BUG: merging DataFrames on a column containing just NaN values triggers address violation in safe_sort · Issue #59421 · pandas-dev/pandas (original) (raw)

Pandas version checks

Reproducible Example

import numpy as np import pandas as pd

df1 = pd.DataFrame( {'x': [1, 2, 3], 'y': [np.nan, np.nan, np.nan], 'z': [4, 5, 6]} ) df2 = pd.DataFrame( {'x': [1, 2, 3], 'y': [np.nan, np.nan, np.nan], 'zz': [4, 5, 6]} ) df1.merge(df2, on=['x', 'y'], how='outer')

Issue Description

Related to #55984

Merging DataFrames on a column containing all NaN values results in a
This was not present in 2.1.4 and I think was introduced in #55984 (which fixed other address violations).

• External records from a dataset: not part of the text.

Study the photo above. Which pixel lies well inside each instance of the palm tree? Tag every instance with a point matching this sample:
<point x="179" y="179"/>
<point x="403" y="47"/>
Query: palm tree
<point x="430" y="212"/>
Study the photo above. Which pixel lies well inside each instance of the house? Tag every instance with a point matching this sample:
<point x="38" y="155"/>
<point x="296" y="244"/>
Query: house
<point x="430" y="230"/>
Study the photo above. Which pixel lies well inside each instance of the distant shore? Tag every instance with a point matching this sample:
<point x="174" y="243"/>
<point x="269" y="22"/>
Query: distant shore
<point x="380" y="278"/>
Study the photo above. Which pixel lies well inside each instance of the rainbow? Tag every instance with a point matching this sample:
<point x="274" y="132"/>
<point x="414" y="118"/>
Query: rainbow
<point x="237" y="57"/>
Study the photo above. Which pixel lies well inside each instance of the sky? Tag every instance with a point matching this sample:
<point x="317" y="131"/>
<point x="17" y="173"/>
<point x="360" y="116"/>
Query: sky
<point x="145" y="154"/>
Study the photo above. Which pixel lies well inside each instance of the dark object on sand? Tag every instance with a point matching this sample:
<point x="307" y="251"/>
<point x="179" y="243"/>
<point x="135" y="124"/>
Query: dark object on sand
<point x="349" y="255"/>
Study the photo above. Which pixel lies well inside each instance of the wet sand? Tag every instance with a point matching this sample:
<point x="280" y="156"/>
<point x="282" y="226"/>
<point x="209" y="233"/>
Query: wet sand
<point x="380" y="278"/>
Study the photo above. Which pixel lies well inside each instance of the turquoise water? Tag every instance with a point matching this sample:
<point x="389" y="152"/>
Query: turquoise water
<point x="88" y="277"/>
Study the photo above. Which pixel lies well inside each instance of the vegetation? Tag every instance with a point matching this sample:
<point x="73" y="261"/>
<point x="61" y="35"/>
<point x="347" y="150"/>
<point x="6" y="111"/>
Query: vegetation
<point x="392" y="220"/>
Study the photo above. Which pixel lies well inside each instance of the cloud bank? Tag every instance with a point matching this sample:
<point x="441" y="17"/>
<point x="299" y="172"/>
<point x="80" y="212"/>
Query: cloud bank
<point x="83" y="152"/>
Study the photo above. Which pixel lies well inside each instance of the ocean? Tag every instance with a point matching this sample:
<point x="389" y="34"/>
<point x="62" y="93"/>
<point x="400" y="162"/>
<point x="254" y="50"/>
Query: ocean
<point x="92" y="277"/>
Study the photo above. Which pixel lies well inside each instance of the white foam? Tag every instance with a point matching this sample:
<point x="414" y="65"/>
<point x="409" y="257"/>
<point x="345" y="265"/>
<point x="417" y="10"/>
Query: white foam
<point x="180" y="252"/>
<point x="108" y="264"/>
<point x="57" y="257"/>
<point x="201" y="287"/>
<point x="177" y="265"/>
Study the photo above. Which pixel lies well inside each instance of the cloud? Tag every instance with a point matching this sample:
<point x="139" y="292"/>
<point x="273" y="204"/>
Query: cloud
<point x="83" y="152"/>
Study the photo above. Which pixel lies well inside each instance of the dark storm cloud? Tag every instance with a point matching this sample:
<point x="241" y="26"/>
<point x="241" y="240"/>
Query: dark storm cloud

Found using asan, can also seen by enabling bounds_checking on take_1d_* in algos_take_helper.pxi.in

My understanding of the cause is:

  1. uniques is an empty array in _factorize_keys - https://github.com/pandas-dev/pandas/blob/main/pandas/core/reshape/merge.py#L2706
  2. The mask set in safe_sort assumes that the array being sorted is at least size 1 - https://github.com/pandas-dev/pandas/blob/main/pandas/core/algorithms.py#L1531
  3. The masked indices are set to 0.
  4. take_nd assumes the indexer contains no out-of-bounds indices, but an index of 0 is out of bounds in this case.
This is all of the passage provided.